My uninformed rant on IPv6: being sold

Internet

In light of the proposed IPv6 Day on the 8th of June, I've been accused of being too short sighted with my scepticism for the standard. I'll discuss my severe privacy reservations about it tomorrow, for now I'm whinging about how we're being sold it.

oh my god no more addresses!!!1!!!oneone!

First of all, let me acknowledge that despite all the alarmist rhetoric which I usually take with a heavy pinch of salt (scaring people sells more newspapers), the pool of available address for IPv4 is running low. Take note of my wording, there are still huge blocks of unused addresses reserved for the firms and universities that were in cozy enough relationships to get them, many of which are using NAT now anyway, go figure!

I've read people demanding these companies and organisations surrender these addresses they're not using, but they really don't have any legal standing to do so, and I don't really see how that would do anything other than delay the inevitable. Technically it would only provide short to medium term relief, and from a business perspective such organisations spent a small fortune for them and likely see holding them as a competitive advantage, so they wouldn't be keen on surrendering them.

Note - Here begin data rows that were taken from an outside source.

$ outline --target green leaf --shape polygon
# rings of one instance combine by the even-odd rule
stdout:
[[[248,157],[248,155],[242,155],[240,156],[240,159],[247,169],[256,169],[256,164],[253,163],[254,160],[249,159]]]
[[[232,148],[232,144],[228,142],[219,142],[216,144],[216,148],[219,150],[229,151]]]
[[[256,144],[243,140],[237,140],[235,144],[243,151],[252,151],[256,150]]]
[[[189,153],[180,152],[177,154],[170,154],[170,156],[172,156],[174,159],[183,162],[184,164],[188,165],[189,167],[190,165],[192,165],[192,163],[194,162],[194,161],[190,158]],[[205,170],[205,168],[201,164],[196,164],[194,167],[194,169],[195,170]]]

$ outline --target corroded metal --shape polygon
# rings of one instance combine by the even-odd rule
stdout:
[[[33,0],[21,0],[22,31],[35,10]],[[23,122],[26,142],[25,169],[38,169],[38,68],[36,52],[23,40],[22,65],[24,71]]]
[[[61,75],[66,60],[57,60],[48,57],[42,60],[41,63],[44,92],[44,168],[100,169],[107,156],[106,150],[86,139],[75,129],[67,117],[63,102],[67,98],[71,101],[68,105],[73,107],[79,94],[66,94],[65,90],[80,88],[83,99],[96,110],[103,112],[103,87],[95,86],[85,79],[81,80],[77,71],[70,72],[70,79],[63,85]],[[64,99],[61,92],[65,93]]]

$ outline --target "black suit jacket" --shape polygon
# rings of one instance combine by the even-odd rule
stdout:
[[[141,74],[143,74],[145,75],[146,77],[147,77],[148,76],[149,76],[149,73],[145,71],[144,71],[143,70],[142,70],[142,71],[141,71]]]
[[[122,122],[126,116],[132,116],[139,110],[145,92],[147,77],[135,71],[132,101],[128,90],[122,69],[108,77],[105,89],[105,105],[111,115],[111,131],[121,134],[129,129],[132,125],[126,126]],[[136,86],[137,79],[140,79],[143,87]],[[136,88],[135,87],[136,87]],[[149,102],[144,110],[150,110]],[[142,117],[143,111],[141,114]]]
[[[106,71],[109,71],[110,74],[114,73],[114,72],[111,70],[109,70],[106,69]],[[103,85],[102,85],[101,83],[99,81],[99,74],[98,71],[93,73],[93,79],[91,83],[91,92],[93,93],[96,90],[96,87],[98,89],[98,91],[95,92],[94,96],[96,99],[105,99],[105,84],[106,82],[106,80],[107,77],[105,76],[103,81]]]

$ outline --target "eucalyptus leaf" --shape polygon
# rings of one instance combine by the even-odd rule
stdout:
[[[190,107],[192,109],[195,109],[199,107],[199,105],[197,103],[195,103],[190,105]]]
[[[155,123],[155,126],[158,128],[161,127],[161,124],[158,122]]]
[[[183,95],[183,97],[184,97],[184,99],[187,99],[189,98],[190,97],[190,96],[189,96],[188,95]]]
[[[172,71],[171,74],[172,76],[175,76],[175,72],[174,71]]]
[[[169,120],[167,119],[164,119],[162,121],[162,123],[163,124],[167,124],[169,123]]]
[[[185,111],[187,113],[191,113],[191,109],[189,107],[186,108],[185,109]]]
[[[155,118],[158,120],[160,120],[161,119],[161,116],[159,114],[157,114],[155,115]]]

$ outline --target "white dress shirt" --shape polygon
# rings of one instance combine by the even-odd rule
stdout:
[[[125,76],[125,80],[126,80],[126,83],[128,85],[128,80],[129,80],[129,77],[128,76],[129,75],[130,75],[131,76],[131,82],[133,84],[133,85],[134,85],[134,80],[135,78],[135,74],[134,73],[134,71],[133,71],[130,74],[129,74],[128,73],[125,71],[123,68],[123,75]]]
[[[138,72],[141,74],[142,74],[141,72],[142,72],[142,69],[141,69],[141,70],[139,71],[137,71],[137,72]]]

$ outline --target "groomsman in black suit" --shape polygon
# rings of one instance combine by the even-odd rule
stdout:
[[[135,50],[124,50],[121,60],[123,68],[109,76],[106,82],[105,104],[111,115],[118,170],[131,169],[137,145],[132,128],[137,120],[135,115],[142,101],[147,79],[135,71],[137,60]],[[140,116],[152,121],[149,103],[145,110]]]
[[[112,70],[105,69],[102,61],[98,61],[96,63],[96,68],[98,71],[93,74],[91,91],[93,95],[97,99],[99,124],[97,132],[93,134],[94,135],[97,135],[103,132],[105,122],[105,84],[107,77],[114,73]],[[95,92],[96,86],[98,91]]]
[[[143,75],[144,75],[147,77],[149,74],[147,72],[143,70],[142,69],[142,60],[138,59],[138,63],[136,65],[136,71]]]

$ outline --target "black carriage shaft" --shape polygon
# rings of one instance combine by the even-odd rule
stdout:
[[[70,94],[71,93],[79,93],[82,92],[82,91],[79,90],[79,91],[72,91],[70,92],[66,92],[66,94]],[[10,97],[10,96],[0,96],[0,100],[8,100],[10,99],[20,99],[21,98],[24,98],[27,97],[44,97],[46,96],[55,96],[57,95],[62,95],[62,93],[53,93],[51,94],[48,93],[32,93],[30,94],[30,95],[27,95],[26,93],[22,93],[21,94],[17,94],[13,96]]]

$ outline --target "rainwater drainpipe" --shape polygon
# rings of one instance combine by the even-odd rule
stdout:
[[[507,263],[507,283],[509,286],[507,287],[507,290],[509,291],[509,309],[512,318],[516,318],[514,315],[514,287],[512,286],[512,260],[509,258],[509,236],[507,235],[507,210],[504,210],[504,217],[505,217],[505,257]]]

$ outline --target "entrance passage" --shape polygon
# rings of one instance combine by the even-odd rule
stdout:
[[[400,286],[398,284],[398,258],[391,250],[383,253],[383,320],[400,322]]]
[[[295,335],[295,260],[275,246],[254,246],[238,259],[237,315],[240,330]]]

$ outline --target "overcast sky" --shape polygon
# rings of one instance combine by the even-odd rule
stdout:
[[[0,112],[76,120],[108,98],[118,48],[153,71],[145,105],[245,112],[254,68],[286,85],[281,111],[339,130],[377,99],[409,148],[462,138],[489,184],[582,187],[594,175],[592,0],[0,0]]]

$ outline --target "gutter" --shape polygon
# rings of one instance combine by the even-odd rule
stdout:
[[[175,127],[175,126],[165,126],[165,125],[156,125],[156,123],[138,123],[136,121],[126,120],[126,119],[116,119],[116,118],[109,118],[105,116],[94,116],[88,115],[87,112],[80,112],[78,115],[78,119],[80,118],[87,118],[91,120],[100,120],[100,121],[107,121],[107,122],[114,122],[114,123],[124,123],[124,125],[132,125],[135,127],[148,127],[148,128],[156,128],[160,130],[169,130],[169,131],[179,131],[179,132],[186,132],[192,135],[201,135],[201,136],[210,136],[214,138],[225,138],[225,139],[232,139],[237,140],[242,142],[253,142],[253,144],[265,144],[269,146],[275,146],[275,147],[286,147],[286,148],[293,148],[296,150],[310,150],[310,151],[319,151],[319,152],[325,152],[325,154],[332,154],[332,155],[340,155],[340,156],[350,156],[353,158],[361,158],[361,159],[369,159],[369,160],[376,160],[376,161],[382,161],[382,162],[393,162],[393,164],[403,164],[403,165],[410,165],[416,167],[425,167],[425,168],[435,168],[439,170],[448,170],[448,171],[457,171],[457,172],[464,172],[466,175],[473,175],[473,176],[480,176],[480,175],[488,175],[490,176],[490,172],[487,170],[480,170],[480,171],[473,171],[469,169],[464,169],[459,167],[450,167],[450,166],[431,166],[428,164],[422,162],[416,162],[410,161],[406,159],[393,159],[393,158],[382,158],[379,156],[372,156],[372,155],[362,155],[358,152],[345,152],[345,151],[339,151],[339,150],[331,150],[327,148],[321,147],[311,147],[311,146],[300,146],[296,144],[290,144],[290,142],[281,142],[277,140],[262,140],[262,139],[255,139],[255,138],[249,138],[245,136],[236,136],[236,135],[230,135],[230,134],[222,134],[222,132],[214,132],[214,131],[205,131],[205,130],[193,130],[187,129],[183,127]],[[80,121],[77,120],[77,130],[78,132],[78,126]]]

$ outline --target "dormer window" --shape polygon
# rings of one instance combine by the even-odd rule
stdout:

So we're back at square one. The networking industry has been nothing short of Nostradamean in the accuracy of their predictions of when exactly we'd be running out of addresses which hasn't helped their cause, but the final result is inevitable.

How we’re being sold it

Now that I've got all that out of the way, I can discuss my first gripe with IPv6, or more accurately how we're being sold it. IPv6 has some nice features like IPSec being an integral part, but take a look at any article about the standard and its existence is justified by IPv4's limited address space. Appreciate that for a second, we're not being sold on IPv6's merits, but rather on the comparative crappiness of something we're using now.

Cocaine is a hell of a drug, but its way better than heroin! This may be true, but its a non sequiter. Water is better than heroin too, though probably just as addictive.

While we're talking about doomsday and computers, here's an obligatory picture of the creator of the universe with one.

Obligatory Haruhi computer picture

What

I don't have the desire to learn the intimate details of dual stack implementations to cope with IPv4 and IPv6, but I've seen enough complicated flow charts to know that deploying IPv6 and IPv4 concurrently is messy and involves some pretty sophisticated routing gymnastics.

Yes its better than IPv4 (multicasting as standard sounds like it'll be to broadcasting what switches were to hubs! Hehe, remember hubs? I had a 5 port hub that for some reason port 3 didn't work on) but my argument, and some of the other sceptics on various newsgroups right now, is if we're going to invest all this time and money implementing this essentially from scratch, why not take the opportunity to implement something completely new and fundamentally better? Why compromise at all if they're going to be incompatible anyway?

The answer, in perhaps the most delicious case of irony I've encountered in a long time, is because IPv6 more established than anything else, and there's more support for it in major operating systems. Wait, hold on a second… aren't they the arguments people use to claim we should stick to IPv4?

But this standard is all we have!

The problem is… we have nothing else, and the exhaustion of IPv4 means we'll be shoehorned onto this new standard which we've rendered necessary by virtue of the fact there isn't anything else. There will be few protests, and the ones people file will be ignored in a cloud of address shortage panic. People will get scared that they won't be able to download porn anymore! What will they do!? What, this IPv6 thing fixes that? GREAT, get it implemented NOW! HURRY!!!

Potentially worse still, because there are so many addresses, that sense of urgency won't be realistically felt again, and we'll be stuck with it. Whoopie.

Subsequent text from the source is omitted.